S.Mouse is even worse. Adopting blackface is a risky move, and is bound to draw displeasure from some people. I personally would be okay with it if Lilley put the effort in to creating a decent character. But he can't do a convincing black American accent, so settles for an unconvincing white American accent instead. Lilley seems to think impersonating a black American is as simple as saying "motherfucka" and "nigga" a lot.
The Vine magazine ran a story last week in which they showed some American hip-hoppers the segments involving S.Mouse, the black American rapper played by Lilley.
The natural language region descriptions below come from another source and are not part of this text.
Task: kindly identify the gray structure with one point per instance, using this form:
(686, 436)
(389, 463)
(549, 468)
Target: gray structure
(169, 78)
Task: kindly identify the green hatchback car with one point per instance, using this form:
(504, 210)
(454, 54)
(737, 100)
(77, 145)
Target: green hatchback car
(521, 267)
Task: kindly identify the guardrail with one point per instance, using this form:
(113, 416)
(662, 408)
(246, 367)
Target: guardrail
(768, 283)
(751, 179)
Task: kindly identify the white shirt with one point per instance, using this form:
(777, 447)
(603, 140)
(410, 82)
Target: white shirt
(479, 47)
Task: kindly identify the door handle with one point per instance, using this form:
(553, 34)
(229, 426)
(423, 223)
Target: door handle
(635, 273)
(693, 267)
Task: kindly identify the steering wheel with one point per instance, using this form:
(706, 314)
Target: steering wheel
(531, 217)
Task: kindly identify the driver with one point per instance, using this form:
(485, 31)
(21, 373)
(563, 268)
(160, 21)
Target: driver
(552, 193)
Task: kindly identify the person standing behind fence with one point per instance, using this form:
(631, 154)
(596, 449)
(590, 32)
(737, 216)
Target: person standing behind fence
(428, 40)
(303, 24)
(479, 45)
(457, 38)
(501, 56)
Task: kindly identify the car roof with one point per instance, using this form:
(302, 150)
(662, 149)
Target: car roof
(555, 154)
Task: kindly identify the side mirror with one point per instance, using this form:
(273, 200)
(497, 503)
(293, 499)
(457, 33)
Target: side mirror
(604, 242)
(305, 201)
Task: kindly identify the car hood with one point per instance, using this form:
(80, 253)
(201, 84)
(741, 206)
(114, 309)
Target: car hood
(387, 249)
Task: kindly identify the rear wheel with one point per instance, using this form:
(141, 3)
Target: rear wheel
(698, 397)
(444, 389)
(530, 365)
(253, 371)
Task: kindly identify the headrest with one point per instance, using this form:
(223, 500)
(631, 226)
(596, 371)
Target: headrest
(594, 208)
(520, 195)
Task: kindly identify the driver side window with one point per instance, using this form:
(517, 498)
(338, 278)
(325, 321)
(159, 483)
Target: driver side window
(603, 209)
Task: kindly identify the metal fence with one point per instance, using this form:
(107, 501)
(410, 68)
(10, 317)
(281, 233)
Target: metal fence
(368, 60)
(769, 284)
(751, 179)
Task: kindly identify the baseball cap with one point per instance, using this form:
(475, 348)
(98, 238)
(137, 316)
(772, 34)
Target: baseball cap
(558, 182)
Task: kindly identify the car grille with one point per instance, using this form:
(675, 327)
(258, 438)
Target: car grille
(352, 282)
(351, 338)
Their comments were less than complimentary.
Given that the "Aussie" characters in Angry Boys are quite well-rounded and are depicted with enough pathos that they almost seem like real people, it seems strange that Lilley's two ethnic characters are so ridiculous and lazily drawn. And one obvious question for me is: why does S*Mouse have to be black? Lilley clearly can't pull off a black American character, but a white American rapper, or even a white Australian rapper, would be more within his capabilities. And given that S.Mouse is a stereotypical "fake rapper", a rich kid trying to act like he's from the streets, a white S.Mouse would actually work well for such a theme.
Is Angry Boys a racist program? I wouldn't say that, but I would say that when it comes to the issue of race, it is a dumb program. Interestingly, the series (like SHH before it) probably shows non-white faces more than any other series on Australian TV. But while there are many of us who are crying out for more representation in the media, Angry Boys doesn't portray minorities in a particularly enlightened manner. Sure, most of its characters are somewhat unpleasant, but there's just something that makes me uneasy about the way non-white characters are portrayed here.
The inmates at the juvenile facility where Gran works are virtually all Aboriginal, African or Pacific Islander, and the one who receives the most attention is an Aboriginal boy whose crime was masturbating a dog. Then there's S.Mouse, of course, whereas Lilley admits that with Jen Okazaki he aimed to create "the meanest, most awful character I've ever done." The obsession with her son Tim's sexuality - and the implication that pretending that he is gay is a lucrative marketing strategy in Japan - is uncomfortable when you consider the emasculated way Asian males are portrayed over and over again in the West.
But for all that, Lilley would still get away with it if Angry Boys was only funny. But he has clearly mistaken "edgy" for "funny", and this pursuit of edginess informs his clumsy portrayals of non-white people.